I have badly misdiagnosed this problem.
On 2023-11-18 00:52, Cordell Bloor wrote:
The rocblas-test executable sets a five-second alarm signal before it
executes some tests. If the alarm goes off before the test completes,
rocblas-test will abort, under the assumption that there was deadlock
that prevented the test from completing.
The default alarm timeout for tests is 500 seconds. There is a 5 second
alarm signal used for the fancy multithreaded logging system in
rocblas-test, but that's not the alarm that was triggered. The logs
clearly show the test was running for ~500 seconds.

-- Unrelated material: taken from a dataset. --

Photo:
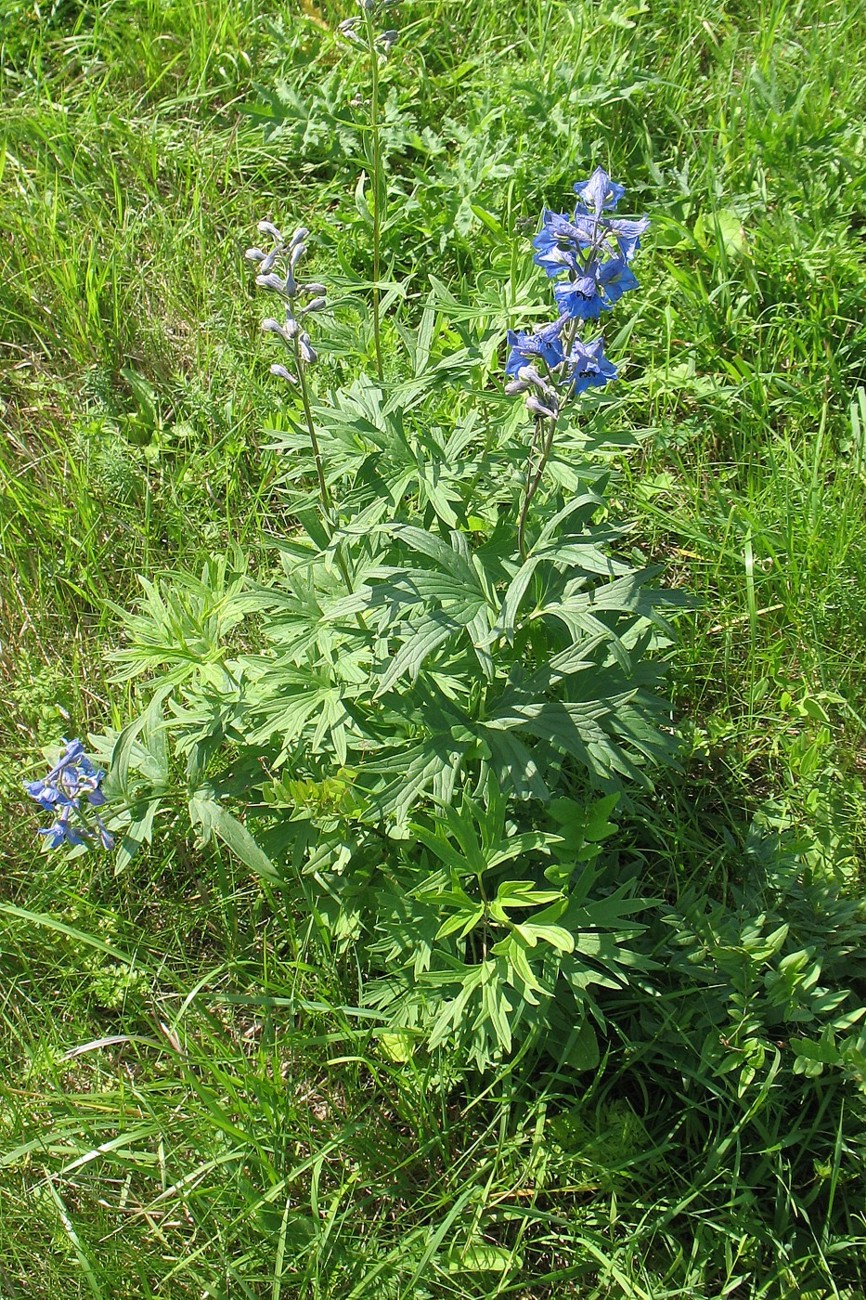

On slow hosts, such as lyra.rocm.debian.net, the timeout set for the
alarm is insufficient to complete the test even when everything is
functioning normally. This problem can be observed in the test logs for
amd64+gfx900 [1].
The problem wasn't observed on my MI25 test system a few months ago [2].
However, I was wrong in believing this discrepancy was because Lyra is
slow. When I ran the tests manually on Lyra in a qemu container, I
observed the exact same behaviour, but could see that there was an
amdgpu driver timeout that caused a GPU reset. This occurred at exactly
the same point in the test suite as on the CI.
My question is now whether this is specific to Lyra or if it applies to
all systems with Vega 10 GPUs.
There is no single value that would be appropriate for the alarm timeout
on every machine, so the timeout should either be configurable at
runtime or entirely removed from the rocblas-test utility.
The timeout can be configured by setting the environment variable
ROCBLAS_TEST_TIMEOUT=<seconds> or disabled by setting
ROCBLAS_TEST_TIMEOUT=0.
Sincerely,
Cory Bloor
[1]:https://ci.rocm.debian.net/data/autopkgtest/testing/amd64+gfx900/r/rocblas/913/log.gz
[2]: https://slerp.xyz/rocm/logs/full/2023-08-22-gfx900.log